I have this general feeling based my 21 years bouncing around Europe that subtitle countries have better English than dub countries, although I'm not proposing that the link is causative
It's definitely a contributing factor. Living in the Netherlands, Dutch kids learn English through Youtube and Tiktok. Since it's a small country there's less Dutch spoken online, as opposed to German which has dubs for a lot of movies / TV shows.
My perception from traveling to 40+ countries is that countries where dubbing is common do so for the reason that the population is more illiterate and lower-educated in general, and that trend just extends to having less fluency in other languages.

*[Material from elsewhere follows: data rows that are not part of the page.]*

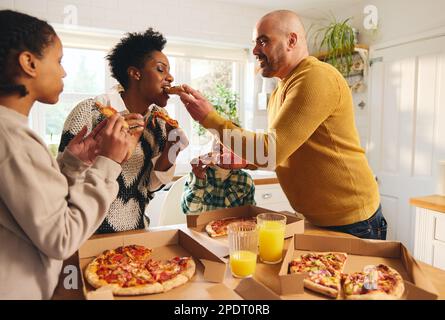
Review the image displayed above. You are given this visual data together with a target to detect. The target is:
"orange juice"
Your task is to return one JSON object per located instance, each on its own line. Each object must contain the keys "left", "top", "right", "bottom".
{"left": 230, "top": 250, "right": 257, "bottom": 278}
{"left": 258, "top": 220, "right": 285, "bottom": 263}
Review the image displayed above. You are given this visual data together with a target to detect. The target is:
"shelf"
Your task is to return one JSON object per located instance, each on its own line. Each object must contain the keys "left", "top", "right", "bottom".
{"left": 314, "top": 44, "right": 369, "bottom": 61}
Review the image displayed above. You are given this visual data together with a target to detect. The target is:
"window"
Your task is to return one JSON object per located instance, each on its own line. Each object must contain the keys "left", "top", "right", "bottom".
{"left": 29, "top": 27, "right": 248, "bottom": 174}
{"left": 30, "top": 47, "right": 111, "bottom": 153}
{"left": 164, "top": 56, "right": 242, "bottom": 173}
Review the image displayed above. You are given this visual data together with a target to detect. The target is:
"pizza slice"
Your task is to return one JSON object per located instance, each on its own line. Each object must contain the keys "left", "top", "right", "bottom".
{"left": 343, "top": 264, "right": 405, "bottom": 300}
{"left": 289, "top": 252, "right": 347, "bottom": 299}
{"left": 205, "top": 216, "right": 257, "bottom": 238}
{"left": 164, "top": 85, "right": 186, "bottom": 95}
{"left": 95, "top": 101, "right": 129, "bottom": 129}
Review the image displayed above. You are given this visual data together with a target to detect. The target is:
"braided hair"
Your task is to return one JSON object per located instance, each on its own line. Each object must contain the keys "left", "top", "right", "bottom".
{"left": 0, "top": 10, "right": 56, "bottom": 97}
{"left": 107, "top": 28, "right": 167, "bottom": 90}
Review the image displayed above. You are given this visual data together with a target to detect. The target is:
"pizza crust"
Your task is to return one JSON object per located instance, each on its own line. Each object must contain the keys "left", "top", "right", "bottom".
{"left": 205, "top": 217, "right": 257, "bottom": 238}
{"left": 84, "top": 261, "right": 108, "bottom": 289}
{"left": 161, "top": 274, "right": 189, "bottom": 292}
{"left": 181, "top": 259, "right": 196, "bottom": 279}
{"left": 345, "top": 292, "right": 400, "bottom": 300}
{"left": 164, "top": 85, "right": 185, "bottom": 95}
{"left": 205, "top": 220, "right": 220, "bottom": 238}
{"left": 112, "top": 282, "right": 164, "bottom": 296}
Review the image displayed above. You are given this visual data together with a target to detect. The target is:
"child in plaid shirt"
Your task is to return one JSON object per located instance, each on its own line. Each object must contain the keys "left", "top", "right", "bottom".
{"left": 181, "top": 141, "right": 256, "bottom": 214}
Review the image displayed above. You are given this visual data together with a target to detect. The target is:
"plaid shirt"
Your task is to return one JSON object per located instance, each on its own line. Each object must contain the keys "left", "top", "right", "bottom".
{"left": 181, "top": 166, "right": 256, "bottom": 214}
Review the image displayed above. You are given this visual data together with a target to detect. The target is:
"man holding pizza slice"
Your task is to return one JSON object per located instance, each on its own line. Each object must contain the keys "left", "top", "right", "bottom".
{"left": 177, "top": 10, "right": 387, "bottom": 240}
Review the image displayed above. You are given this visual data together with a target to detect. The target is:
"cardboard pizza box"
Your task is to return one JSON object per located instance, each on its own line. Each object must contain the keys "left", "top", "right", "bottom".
{"left": 276, "top": 234, "right": 439, "bottom": 300}
{"left": 78, "top": 228, "right": 241, "bottom": 300}
{"left": 185, "top": 205, "right": 305, "bottom": 257}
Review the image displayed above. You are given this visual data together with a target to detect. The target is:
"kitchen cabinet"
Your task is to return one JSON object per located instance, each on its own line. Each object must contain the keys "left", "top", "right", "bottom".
{"left": 254, "top": 183, "right": 293, "bottom": 212}
{"left": 410, "top": 195, "right": 445, "bottom": 271}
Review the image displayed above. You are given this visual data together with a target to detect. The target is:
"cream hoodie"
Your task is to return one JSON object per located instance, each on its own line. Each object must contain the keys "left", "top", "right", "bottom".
{"left": 0, "top": 105, "right": 121, "bottom": 299}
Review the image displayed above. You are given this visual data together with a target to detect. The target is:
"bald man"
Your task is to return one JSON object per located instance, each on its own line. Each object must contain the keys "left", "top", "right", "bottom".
{"left": 177, "top": 10, "right": 386, "bottom": 240}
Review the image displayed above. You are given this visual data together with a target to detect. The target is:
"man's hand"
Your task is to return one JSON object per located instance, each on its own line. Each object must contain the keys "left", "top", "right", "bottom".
{"left": 95, "top": 114, "right": 133, "bottom": 164}
{"left": 177, "top": 84, "right": 214, "bottom": 122}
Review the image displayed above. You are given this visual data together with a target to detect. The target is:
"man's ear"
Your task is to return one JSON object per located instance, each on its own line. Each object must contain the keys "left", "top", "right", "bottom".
{"left": 288, "top": 32, "right": 298, "bottom": 49}
{"left": 128, "top": 67, "right": 141, "bottom": 81}
{"left": 18, "top": 51, "right": 38, "bottom": 78}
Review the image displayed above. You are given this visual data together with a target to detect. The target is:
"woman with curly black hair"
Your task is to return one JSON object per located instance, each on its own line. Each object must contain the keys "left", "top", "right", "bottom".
{"left": 59, "top": 28, "right": 189, "bottom": 234}
{"left": 0, "top": 10, "right": 137, "bottom": 299}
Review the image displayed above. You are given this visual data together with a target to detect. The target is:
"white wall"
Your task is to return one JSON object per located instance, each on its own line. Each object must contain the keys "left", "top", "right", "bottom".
{"left": 325, "top": 0, "right": 445, "bottom": 48}
{"left": 365, "top": 0, "right": 445, "bottom": 46}
{"left": 0, "top": 0, "right": 275, "bottom": 130}
{"left": 311, "top": 0, "right": 445, "bottom": 153}
{"left": 0, "top": 0, "right": 267, "bottom": 47}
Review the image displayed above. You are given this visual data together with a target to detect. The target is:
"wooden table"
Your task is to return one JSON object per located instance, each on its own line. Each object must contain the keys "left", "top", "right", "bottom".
{"left": 52, "top": 222, "right": 445, "bottom": 300}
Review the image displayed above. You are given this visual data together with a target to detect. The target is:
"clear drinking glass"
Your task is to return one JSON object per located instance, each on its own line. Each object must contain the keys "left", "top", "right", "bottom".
{"left": 228, "top": 221, "right": 258, "bottom": 278}
{"left": 257, "top": 213, "right": 287, "bottom": 264}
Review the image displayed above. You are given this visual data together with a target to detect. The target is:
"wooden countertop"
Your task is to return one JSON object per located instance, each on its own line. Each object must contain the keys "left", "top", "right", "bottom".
{"left": 52, "top": 222, "right": 445, "bottom": 300}
{"left": 410, "top": 195, "right": 445, "bottom": 213}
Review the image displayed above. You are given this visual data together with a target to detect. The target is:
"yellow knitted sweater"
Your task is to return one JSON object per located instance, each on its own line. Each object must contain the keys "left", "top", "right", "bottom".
{"left": 201, "top": 56, "right": 380, "bottom": 226}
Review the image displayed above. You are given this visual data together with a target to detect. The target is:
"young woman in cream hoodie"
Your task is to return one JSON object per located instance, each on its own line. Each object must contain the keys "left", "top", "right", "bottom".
{"left": 0, "top": 10, "right": 143, "bottom": 299}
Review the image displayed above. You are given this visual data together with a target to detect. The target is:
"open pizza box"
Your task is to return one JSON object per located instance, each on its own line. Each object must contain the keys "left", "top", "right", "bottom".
{"left": 186, "top": 205, "right": 304, "bottom": 257}
{"left": 275, "top": 234, "right": 439, "bottom": 300}
{"left": 78, "top": 228, "right": 242, "bottom": 300}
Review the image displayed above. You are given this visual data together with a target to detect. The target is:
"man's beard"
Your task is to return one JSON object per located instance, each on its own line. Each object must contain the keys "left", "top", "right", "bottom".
{"left": 257, "top": 55, "right": 279, "bottom": 78}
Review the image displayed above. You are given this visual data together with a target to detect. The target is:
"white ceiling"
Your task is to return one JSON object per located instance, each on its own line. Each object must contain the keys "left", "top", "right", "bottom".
{"left": 215, "top": 0, "right": 362, "bottom": 19}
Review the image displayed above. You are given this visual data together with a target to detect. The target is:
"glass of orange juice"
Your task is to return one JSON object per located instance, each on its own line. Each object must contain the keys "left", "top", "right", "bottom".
{"left": 228, "top": 221, "right": 258, "bottom": 278}
{"left": 257, "top": 213, "right": 287, "bottom": 264}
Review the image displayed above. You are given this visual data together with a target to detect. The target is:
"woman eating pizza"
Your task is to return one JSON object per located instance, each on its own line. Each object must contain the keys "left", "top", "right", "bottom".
{"left": 0, "top": 10, "right": 137, "bottom": 299}
{"left": 59, "top": 29, "right": 189, "bottom": 234}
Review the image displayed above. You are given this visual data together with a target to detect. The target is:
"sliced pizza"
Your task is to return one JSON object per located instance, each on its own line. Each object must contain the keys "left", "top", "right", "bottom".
{"left": 84, "top": 245, "right": 195, "bottom": 296}
{"left": 288, "top": 252, "right": 348, "bottom": 299}
{"left": 343, "top": 264, "right": 405, "bottom": 300}
{"left": 148, "top": 110, "right": 179, "bottom": 129}
{"left": 205, "top": 216, "right": 257, "bottom": 238}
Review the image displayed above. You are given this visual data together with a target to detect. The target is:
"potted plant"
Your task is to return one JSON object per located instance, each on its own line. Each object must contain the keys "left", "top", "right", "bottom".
{"left": 311, "top": 15, "right": 357, "bottom": 76}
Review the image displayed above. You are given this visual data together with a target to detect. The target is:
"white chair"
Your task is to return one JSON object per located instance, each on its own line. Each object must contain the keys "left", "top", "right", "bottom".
{"left": 157, "top": 175, "right": 189, "bottom": 226}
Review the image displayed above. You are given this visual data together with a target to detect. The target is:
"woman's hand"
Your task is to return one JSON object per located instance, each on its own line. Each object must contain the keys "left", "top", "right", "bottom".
{"left": 122, "top": 113, "right": 146, "bottom": 161}
{"left": 95, "top": 114, "right": 134, "bottom": 164}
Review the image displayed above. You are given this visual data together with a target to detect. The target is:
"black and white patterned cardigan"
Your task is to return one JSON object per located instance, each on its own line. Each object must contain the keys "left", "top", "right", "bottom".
{"left": 58, "top": 96, "right": 175, "bottom": 234}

There are many reasons for the distinction, culture and money being chief among them.
Dubbing is far more expensive than subs. So countries like Germany or France would be more likely to afford it. They're also countries which try to promote the use of their language for historical and national pride reasons (as opposed to Anglicization of everything) so it makes them even more likely to have dubs. They also had dubbing for so long that it became cultural and maybe even expected.
Contrast that with countries like the former Eastern block which had no foreign material to speak of until the '90s, and when they finally did they couldn't afford dubbing, so they went with the quick and easy route of subs. They also probably have fewer aspirations for the promotion of their own language and priorities practicality over pride, embracing foreign languages faster.
I don't think that is true. France is a highly educated country, while for them dubbing is a part of culture. I would say the same applies to Japan and China. I'm neither one of these nationalities.
It's just smaller vs. larger languages making dubbing more worth the cost. Education in France and Germany isn't worse than elsewhere in Europe. People there do speak English slightly worse and with a stronger accent on average.